For semantic pooling, the challenge of segmenting disjoint regions into a single semantic class—an inherent issue in semantic segmentation as opposed to instance segmentation—is adeptly tackled by constructing a fully connected graph from the output of instance pooling. This allows multiple disjoint regions to be appropriately recognized and combined under the same semantic label.
Moreover, the method employs a decreasing threshold strategy, which considers time-variant tendencies. This approach ensures that earlier pooling layers handle high-level background mergers while later layers consolidate more complex foreground semantics. Such a design choice optimizes the model's ability to produce hierarchical and detailed segmentations while maintaining efficiency.
缺点
The paper introduces Online Agglomerative Pooling (OAP) algorithm and Query-wise Self-distillation, which significantly improve the performance of self-supervised universal segmentation. However, there is a lack of qualitative examples illustrating the specific problems addressed by each method and the extent of improvement achieved. The experimental section could benefit from a more detailed description of the drawbacks of each method, how they were overcome, and the resulting performance gains. This would more effectively convey the superiority of the proposed techniques.
The authors emphasize the advantages of the single-stage approach compared to the multi-stage approach, but they do not provide a concrete explanation of the time-saving benefits. Quantitatively presenting the differences in time consumption between the multi-stage and single-stage approaches would more clearly demonstrate the efficiency of the single-stage approach.

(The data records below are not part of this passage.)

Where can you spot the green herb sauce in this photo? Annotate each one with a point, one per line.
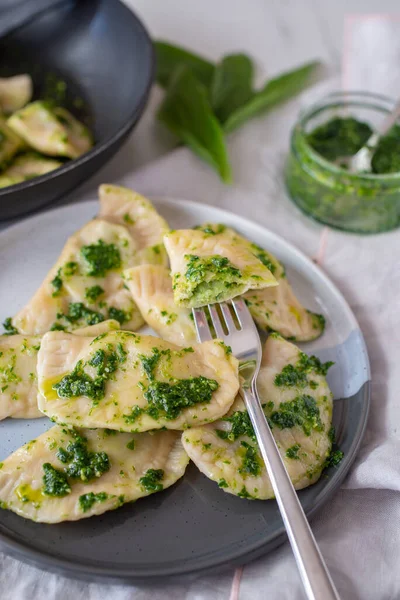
(79, 383)
(241, 425)
(55, 482)
(250, 461)
(293, 452)
(86, 501)
(9, 327)
(297, 375)
(302, 411)
(100, 258)
(151, 480)
(82, 463)
(92, 293)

The proposed method has the advantage of addressing the data annotation cost issue and approaching the problem without labels. However, it may have lower performance compared to semi-supervised or weakly supervised approaches, which is a limitation. Although significant performance improvements have been made compared to previous studies, the effectiveness of this approach may be questioned. Recently, there have been attempts to solve the annotation cost problem using stable diffusion or text-to-image generation models. Including a discussion on cost comparison and feasibility with these approaches would make the research more meaningful.

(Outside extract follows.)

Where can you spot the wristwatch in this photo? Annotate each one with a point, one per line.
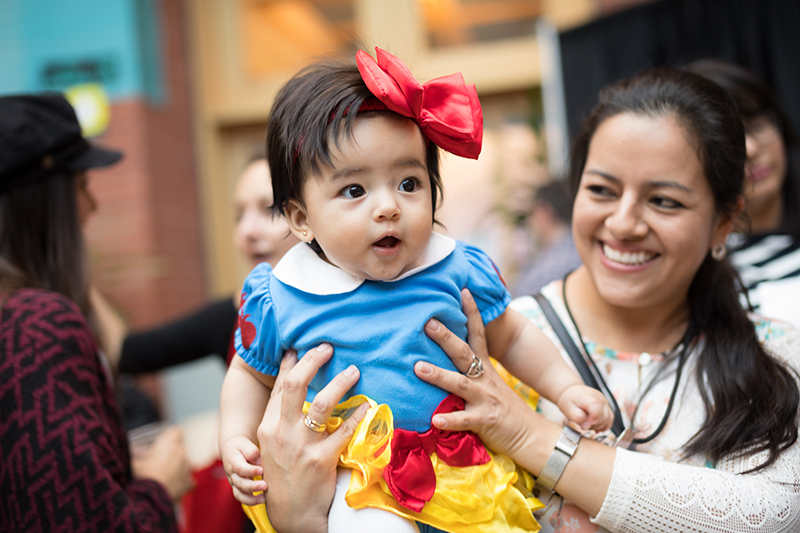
(565, 447)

It would be beneficial to provide a detailed analysis of the resource usage of the SCC algorithm used in OAP. An in-depth discussion is needed on whether there are only advantages in terms of CPU usage and time consumption, if there are any drawbacks, and if there are any aspects that need improvement.
The datasets used in the experiments mainly consist of images featuring general objects. It is necessary to verify if similar effects can be observed on datasets from different domains. It would be helpful if the authors present their views on whether the proposed technique can be extended to a wider range of applications.
问题
I think more detailed ablation study for the proposed method would be beneficial. In this sense, Figure 4 is good for understanding and showing the effectiveness of the method.

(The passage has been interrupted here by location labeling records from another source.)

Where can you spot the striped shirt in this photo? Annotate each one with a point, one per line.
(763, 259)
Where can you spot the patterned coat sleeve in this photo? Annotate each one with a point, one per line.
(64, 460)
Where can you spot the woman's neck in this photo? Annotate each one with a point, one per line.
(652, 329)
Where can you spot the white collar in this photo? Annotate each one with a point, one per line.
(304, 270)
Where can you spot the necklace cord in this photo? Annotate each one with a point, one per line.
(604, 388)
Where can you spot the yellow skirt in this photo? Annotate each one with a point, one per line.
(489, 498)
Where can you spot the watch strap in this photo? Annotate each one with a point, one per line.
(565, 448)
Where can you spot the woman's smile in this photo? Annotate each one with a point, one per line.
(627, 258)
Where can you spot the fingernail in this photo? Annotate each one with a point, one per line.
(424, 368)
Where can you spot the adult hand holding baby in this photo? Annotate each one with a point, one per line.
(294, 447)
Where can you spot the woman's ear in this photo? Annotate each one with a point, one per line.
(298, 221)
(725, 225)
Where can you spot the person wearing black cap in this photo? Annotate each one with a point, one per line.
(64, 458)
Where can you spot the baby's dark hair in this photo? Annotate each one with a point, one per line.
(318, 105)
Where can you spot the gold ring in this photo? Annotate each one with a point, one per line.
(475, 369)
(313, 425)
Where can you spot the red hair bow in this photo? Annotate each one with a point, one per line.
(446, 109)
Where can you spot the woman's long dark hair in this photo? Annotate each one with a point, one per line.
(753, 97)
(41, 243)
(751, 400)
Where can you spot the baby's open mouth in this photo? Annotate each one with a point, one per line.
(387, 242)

Please discuss the usefulness of the self-supervised approach compared to semi-supervised or, weakly supervised method.
P9 L434 COCO textttval -> COCO val ?
I have read and agree with the venue's withdrawal policy on behalf of myself and my co-authors.
We would like to express our sincere gratitude to the ACs, Reviewers, and PCs for their valuable time and thoughtful feedback on our paper. After careful consideration, we have decided to withdraw the paper, but we truly appreciate the effort and constructive comments that have significantly contributed to the improvement of our work. Thank you once again for your support and assistance.